The Pangaeans sat by the hybrid finishing his story and all the events that took place in his life. They all had different looks of different reactions of how the story was told.
“Um, that is rather a long complicated story with the greatest complexity I’ve ever heard,” said Alfhild. “To endure so much could make someone lose their faith in everything. You being a Demon Prince, a Pangaean, and a human; three lifetimes in one lifespan. A failed science experiment hosted by a human witch and a Dragon. And to think powers to destroy memories and time-warp a body back into an infant or an embryo could exist is terrifying.”
“And you’re the mortal chosen by the Three Gods to be their weapon,” said Freyya. “I’d never thought the most important mortal of all the Mortal Realm would be washed up on our shores. Ganymede, what do you
think of his story?”
“I must say you must be one lucky specimen,” said Ganymede. “That part at the end where you were shot. It seems it was in the wrong spot; your heart isn’t ledge on the right or the left. Your beating heart lies between your lungs in the dead center of your chest, and the shot missed it. You are very fortunate to have survived the shot; otherwise you would have been killed. That was a miracle, no doubt. And no doubt the gods still need you alive to carry out their will.”

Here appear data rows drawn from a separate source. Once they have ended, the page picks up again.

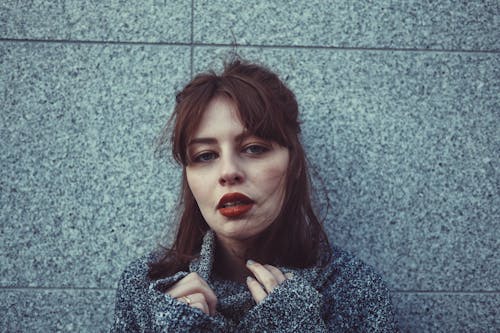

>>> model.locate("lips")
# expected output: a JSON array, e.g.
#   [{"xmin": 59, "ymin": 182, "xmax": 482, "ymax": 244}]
[{"xmin": 217, "ymin": 192, "xmax": 254, "ymax": 217}]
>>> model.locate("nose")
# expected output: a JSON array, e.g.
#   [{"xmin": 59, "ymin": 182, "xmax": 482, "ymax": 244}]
[{"xmin": 219, "ymin": 156, "xmax": 245, "ymax": 186}]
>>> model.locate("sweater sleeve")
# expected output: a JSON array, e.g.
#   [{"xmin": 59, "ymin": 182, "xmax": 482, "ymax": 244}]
[
  {"xmin": 320, "ymin": 254, "xmax": 399, "ymax": 332},
  {"xmin": 239, "ymin": 277, "xmax": 329, "ymax": 333},
  {"xmin": 111, "ymin": 262, "xmax": 228, "ymax": 332}
]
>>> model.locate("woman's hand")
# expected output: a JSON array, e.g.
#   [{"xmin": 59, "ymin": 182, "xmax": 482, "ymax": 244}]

“Yes, yes. Sure, sure. What I hate about it: you fought against your half-sister, who is a survivor just like you,” said Halvdan. “She confesses what she felt to you, and you turned your back to her if you stabbed her in the heart and killed you. The person you spent most of your second lifetime (your lifetime as a Pangaean) with you casted her aside like an old rag. Who turns down someone’s love and embrace the Shadows? And to think you are the one mortal the gods asked to be their warrior to smite those you corrupted in the first place.”
Valverno sighed. “You do have a point, and that was a mistake on my part.”
“What? For corrupting the Titans with false power that would turn them into gods?”
“No, for accepting to be the gods’ weapon,” corrected Valverno. “I never should have accepted their proposal of making me a demigod. I should have declined the offer and never should have been their weapon. I guess that was the reason why I was the first mortal they asked: to redeem the deeds I’ve done as the Demon Prince. And I’m paying the price even more as the demigod. I never should have accepted to be their demigod, but what can I do now? I’m powerless, I don’t have the ability to fly, and I don’t know how to activate the divine power I still have the gods gave me. I don’t know what else to do, yet alone how I can face my sister in her eye beg her for forgiveness.”
Valverno leaned backwards and placed his hands behind him. His eyes lazily stared at the tent’s ceiling. “I don’t know what to do with my life now. The Titans are free and their size will mean nothing of us mortals, small as skin cells to the Titans’ eyes. Lusìvar stole my power I needed to switch to my divine power, which I once thought I had conjured up. However, it was always my mortal power, never the godly power.”